Black History Highlight: 5 Black Doctors Who Changed the Medical Playing Field

Full BHM Virtual Series Lineup…

Happy Black History Month!

Throughout all of February WBLS will be celebrating black excellence with our Future Black Leaders Speaker Series and multi-platform content.

Today we’re kicking off our editorial highlights by saluting 5 African American Doctors who have made history by shaping public health and the medical world. Take a look below at the inspiring achievements from these trailblazing physicians.


Dr. Alexander Augusta

Alexander Augusta, MD. is known as the first black physician appointed director of a U.S. hospital. Alexander Augusta attended Trinity Medical College where he earned his medical degree. He established a successful medical practice in Canada and he relocated to the U.S. in 1862. After serving timein the Civil War, Dr. Augusta became the first commissioned black surgeon in the U.S. Army. He later became the first black physician to direct a U.S. hospital – Freedman’s Hospital in Washington D.C.He left the hospital to started his private practicenand becaming a professor at Howard University Medical Department in Washington D.C.


Dr. Charles Drew

Charles Drew, MD. was the first physician to use blood plasma to store blood for transfusion. Dr. Charles Drew discovered ways to organize the first large-scale blood bank and how to store blood plasma transfusion in the United States during World War II.  Following the war, Dr. he began developing a blood storage program at the American Red Cross but resigned soon after officials decided to segregate the blood of African Americans. Dr. Drew career propelled as he went on to become the chief surgeon at Freedman’s Hospital in Washington, D.C., and the first black examiner for the American Board of Surgery.


Dr. Patricia Bath

Dr. Patricia E. Bath invented a surgical tool used to treat cataracts, the Laserphaco Probe, in 1986. She is also the first Black American to finish a residency in ophthalmology and the first Black American female doctor to receive a medical patent. Dr. Bath was born in 1942, Harlem, New York and became interested in science after her mother bought her a chemistry set as a young girl. She later went to receive a Bachelor of Arts in chemistry at Hunter College and graduate with honors, from Howard University College of Medicine.


Dr. Lonnie Bristow

Dr. Lonnie Bristow became the American Medical Association’s first Black president, in 1995. Raised in Harlem, New York, Bristow attended Morehouse College in Atlanta Georgia then later joined the U.S. Navy.
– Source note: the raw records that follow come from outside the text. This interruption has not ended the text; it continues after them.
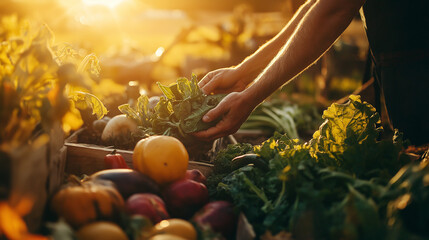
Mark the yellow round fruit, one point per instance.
(175, 226)
(162, 158)
(101, 231)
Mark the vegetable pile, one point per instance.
(159, 198)
(339, 185)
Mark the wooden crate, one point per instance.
(88, 158)
(37, 172)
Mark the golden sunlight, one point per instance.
(107, 3)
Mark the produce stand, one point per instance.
(88, 158)
(37, 172)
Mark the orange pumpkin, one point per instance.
(85, 202)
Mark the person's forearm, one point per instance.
(256, 62)
(318, 30)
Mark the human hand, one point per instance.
(233, 111)
(223, 80)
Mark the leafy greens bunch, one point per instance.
(177, 113)
(331, 187)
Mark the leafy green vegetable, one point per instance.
(331, 187)
(178, 113)
(284, 117)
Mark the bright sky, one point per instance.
(107, 3)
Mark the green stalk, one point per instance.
(260, 193)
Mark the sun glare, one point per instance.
(108, 3)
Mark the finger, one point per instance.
(214, 113)
(205, 79)
(210, 87)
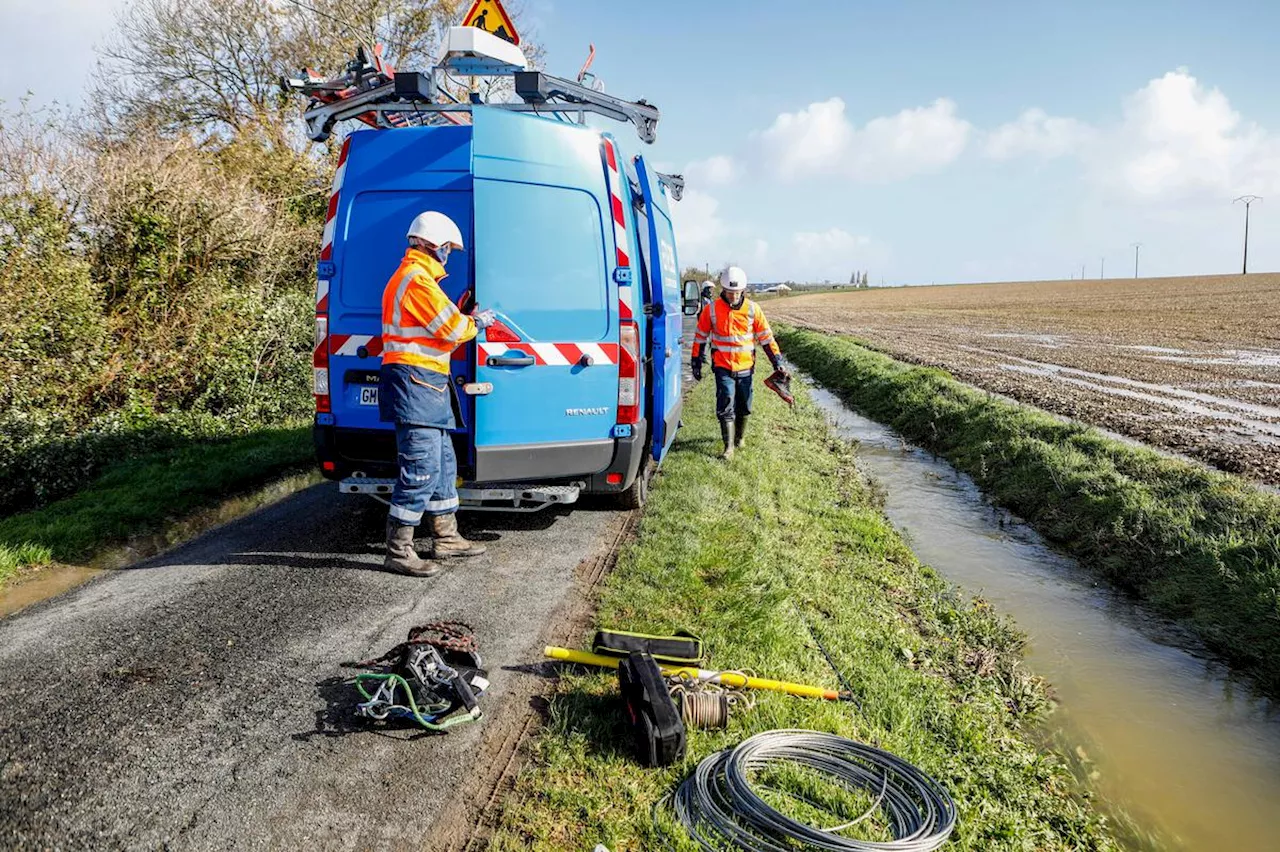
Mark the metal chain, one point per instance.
(447, 636)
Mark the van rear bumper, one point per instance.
(373, 453)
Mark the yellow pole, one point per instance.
(723, 678)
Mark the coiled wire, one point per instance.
(718, 805)
(707, 705)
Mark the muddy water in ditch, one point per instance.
(1189, 752)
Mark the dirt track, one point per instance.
(197, 700)
(1191, 365)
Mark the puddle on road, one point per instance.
(1183, 747)
(44, 583)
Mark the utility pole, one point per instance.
(1247, 200)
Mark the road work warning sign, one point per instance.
(490, 17)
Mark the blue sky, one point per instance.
(938, 141)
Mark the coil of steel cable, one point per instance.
(718, 804)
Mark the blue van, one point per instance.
(570, 242)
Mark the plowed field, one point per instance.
(1191, 365)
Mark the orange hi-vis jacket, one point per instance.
(420, 325)
(734, 334)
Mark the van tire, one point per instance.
(636, 495)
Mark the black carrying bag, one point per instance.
(681, 649)
(656, 723)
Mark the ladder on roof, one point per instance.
(373, 92)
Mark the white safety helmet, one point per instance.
(435, 229)
(734, 279)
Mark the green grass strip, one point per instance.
(145, 494)
(1198, 545)
(749, 554)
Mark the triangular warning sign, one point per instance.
(490, 17)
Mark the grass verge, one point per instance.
(753, 555)
(147, 495)
(1198, 545)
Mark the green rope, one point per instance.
(412, 705)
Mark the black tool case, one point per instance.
(656, 723)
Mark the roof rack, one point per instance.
(373, 92)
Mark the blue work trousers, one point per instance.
(732, 393)
(428, 481)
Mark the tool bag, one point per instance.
(681, 649)
(656, 723)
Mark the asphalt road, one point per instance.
(196, 700)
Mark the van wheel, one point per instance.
(636, 495)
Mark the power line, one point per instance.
(1247, 200)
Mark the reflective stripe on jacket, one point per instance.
(420, 325)
(732, 333)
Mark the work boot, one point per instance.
(401, 557)
(727, 436)
(449, 541)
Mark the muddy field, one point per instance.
(1191, 365)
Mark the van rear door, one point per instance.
(662, 292)
(391, 177)
(547, 379)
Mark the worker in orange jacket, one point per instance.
(734, 325)
(421, 328)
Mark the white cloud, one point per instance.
(699, 227)
(1182, 140)
(1040, 134)
(31, 27)
(713, 172)
(821, 140)
(832, 253)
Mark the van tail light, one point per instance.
(320, 365)
(629, 374)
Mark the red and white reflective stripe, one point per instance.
(625, 310)
(620, 221)
(348, 344)
(554, 355)
(330, 220)
(320, 363)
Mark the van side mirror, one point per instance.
(693, 298)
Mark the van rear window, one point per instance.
(539, 253)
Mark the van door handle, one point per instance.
(511, 361)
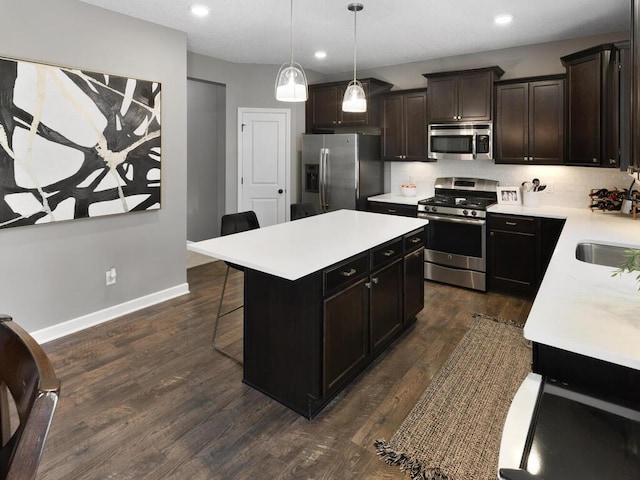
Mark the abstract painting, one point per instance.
(75, 144)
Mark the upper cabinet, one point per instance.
(404, 121)
(597, 104)
(461, 96)
(324, 107)
(529, 121)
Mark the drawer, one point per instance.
(394, 209)
(413, 240)
(345, 273)
(386, 253)
(512, 223)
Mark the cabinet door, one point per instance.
(386, 305)
(324, 102)
(512, 123)
(393, 127)
(443, 99)
(415, 132)
(584, 80)
(346, 341)
(413, 284)
(474, 96)
(546, 122)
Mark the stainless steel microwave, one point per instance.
(460, 141)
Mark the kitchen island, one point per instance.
(584, 326)
(323, 296)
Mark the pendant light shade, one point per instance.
(291, 82)
(354, 98)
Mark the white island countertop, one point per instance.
(295, 249)
(580, 307)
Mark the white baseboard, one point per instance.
(75, 325)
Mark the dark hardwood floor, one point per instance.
(146, 397)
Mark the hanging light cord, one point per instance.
(355, 10)
(291, 31)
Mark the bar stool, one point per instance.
(230, 224)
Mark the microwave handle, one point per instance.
(474, 150)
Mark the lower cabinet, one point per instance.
(305, 340)
(519, 251)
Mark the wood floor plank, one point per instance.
(145, 396)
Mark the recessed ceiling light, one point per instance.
(199, 10)
(503, 19)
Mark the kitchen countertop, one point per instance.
(295, 249)
(395, 198)
(579, 306)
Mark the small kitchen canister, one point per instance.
(530, 199)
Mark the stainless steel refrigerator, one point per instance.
(341, 170)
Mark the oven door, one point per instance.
(457, 242)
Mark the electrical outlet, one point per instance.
(111, 276)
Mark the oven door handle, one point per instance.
(467, 221)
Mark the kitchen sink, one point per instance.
(603, 254)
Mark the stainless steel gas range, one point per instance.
(455, 240)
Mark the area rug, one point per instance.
(454, 431)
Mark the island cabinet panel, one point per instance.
(306, 339)
(529, 126)
(346, 339)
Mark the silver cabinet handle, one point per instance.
(350, 273)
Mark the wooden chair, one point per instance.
(28, 379)
(302, 210)
(232, 223)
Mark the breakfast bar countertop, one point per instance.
(292, 250)
(580, 307)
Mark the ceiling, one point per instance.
(388, 32)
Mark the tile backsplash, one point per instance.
(566, 186)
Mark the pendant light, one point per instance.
(291, 82)
(354, 98)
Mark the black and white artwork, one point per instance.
(75, 144)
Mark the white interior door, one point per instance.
(263, 163)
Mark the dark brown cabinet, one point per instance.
(346, 340)
(404, 122)
(529, 121)
(519, 251)
(310, 337)
(461, 96)
(324, 106)
(594, 108)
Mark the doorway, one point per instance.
(206, 122)
(264, 163)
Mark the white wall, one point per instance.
(55, 273)
(250, 86)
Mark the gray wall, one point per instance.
(206, 127)
(250, 86)
(54, 273)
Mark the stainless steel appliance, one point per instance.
(455, 244)
(341, 170)
(460, 141)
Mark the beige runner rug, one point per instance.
(454, 431)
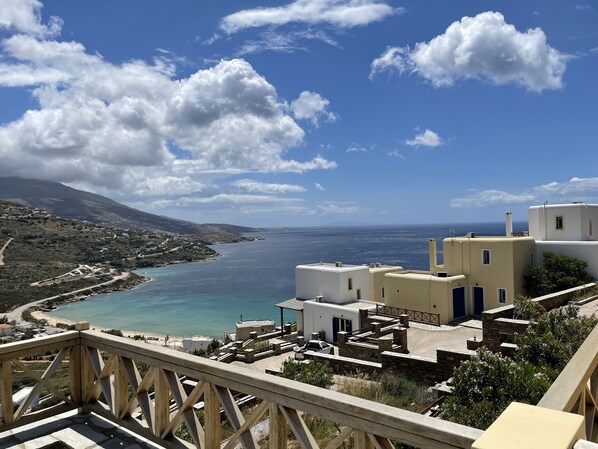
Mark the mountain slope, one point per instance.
(67, 202)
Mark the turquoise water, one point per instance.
(249, 278)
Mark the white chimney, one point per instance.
(509, 224)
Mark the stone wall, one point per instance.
(499, 325)
(425, 369)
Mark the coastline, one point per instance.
(150, 337)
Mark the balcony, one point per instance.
(133, 393)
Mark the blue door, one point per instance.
(458, 302)
(478, 300)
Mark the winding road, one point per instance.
(15, 314)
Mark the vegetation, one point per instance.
(524, 308)
(556, 273)
(389, 388)
(313, 372)
(46, 248)
(485, 385)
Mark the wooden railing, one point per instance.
(139, 387)
(414, 315)
(576, 388)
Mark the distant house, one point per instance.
(478, 273)
(567, 230)
(333, 295)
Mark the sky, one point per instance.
(305, 112)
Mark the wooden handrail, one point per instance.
(576, 388)
(106, 364)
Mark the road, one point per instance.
(2, 251)
(15, 315)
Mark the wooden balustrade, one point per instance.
(139, 387)
(576, 389)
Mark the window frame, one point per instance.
(488, 260)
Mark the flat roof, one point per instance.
(292, 304)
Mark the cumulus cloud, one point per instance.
(331, 208)
(426, 139)
(576, 189)
(483, 47)
(313, 107)
(24, 16)
(251, 186)
(338, 13)
(111, 127)
(491, 197)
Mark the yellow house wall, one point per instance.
(425, 293)
(377, 281)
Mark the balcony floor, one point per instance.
(73, 430)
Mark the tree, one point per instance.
(313, 372)
(552, 340)
(555, 274)
(485, 385)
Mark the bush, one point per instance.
(311, 372)
(485, 385)
(556, 273)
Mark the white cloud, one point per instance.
(356, 149)
(108, 127)
(491, 197)
(482, 47)
(396, 153)
(313, 107)
(576, 189)
(24, 16)
(271, 40)
(339, 13)
(251, 186)
(426, 139)
(330, 208)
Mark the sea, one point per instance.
(249, 278)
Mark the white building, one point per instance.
(333, 295)
(567, 230)
(196, 343)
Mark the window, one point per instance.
(486, 256)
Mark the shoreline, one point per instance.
(150, 337)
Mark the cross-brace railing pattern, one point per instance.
(414, 315)
(158, 393)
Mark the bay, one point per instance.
(249, 278)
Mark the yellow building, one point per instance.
(478, 273)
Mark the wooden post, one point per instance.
(6, 391)
(212, 418)
(161, 404)
(121, 389)
(278, 428)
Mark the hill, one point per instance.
(43, 256)
(66, 202)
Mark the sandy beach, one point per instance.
(150, 337)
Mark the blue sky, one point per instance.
(305, 112)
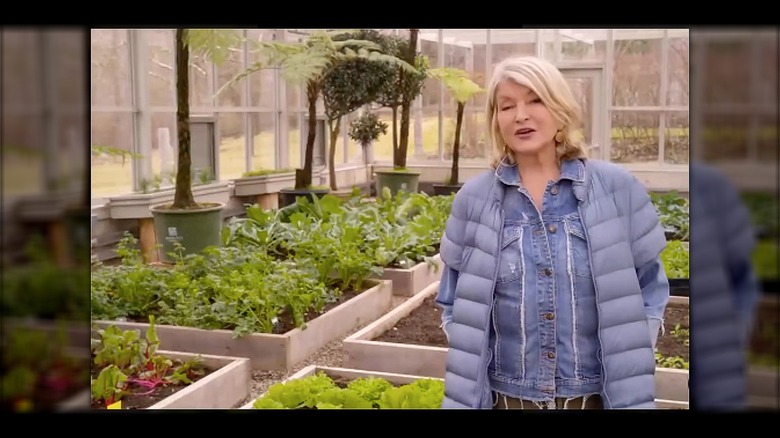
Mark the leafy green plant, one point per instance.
(125, 361)
(673, 213)
(676, 260)
(37, 371)
(319, 391)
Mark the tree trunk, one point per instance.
(406, 103)
(454, 177)
(395, 134)
(183, 198)
(303, 176)
(334, 136)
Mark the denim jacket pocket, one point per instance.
(510, 257)
(577, 247)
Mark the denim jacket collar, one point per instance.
(573, 170)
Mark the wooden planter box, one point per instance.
(263, 184)
(409, 282)
(364, 353)
(347, 373)
(136, 205)
(272, 351)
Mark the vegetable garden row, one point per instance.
(284, 284)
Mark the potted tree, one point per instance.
(193, 225)
(307, 63)
(342, 94)
(462, 89)
(366, 130)
(403, 87)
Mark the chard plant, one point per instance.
(126, 362)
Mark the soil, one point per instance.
(140, 397)
(421, 327)
(286, 322)
(765, 341)
(671, 341)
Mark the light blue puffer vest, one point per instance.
(609, 196)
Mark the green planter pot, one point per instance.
(396, 181)
(195, 229)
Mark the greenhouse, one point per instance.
(268, 204)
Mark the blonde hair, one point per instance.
(548, 83)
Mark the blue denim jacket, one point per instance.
(544, 299)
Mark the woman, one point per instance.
(553, 290)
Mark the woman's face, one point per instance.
(526, 124)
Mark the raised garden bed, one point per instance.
(409, 282)
(282, 351)
(408, 340)
(319, 387)
(130, 372)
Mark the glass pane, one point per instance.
(294, 139)
(637, 70)
(634, 136)
(112, 175)
(162, 85)
(583, 44)
(676, 138)
(678, 72)
(263, 144)
(584, 89)
(767, 140)
(261, 83)
(110, 67)
(164, 146)
(232, 144)
(725, 137)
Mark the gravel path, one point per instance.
(332, 355)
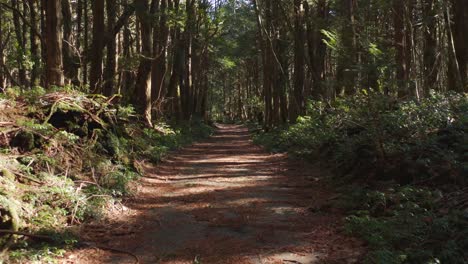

Growing up he watched his mom work as a nurse practitioner and that’s where he found his love in the medical field. This pushed him to complete medical school and then establish himself an internal medicine practice in San Pablo, California. Dr. Bristow joined the AMA after the ban of racism and allowed black membership. In 1994, he became the first black physician to lead the organization.

 

 


Dr. Robert Boyd

Robert Boyd, MD. was the first President and co-founder of the first professional organization for black physicians. The organization is known as the National Medical Association making it the nation’s largest and oldest organization for black healthcare professionals, physicians and doctors. According to reports, ‘Racial exclusivity and segregation laws at the turn of the 20th century made black physician membership in America’s other professional organizations, such as the American Medical Association, virtually impossible.’ Due to the frustrations and lack of representation, the NMA was founded to serve black medical community. Robert Boyd, MD, of Nashville, Tenn., would later be appointed as the group’s first president in 1895.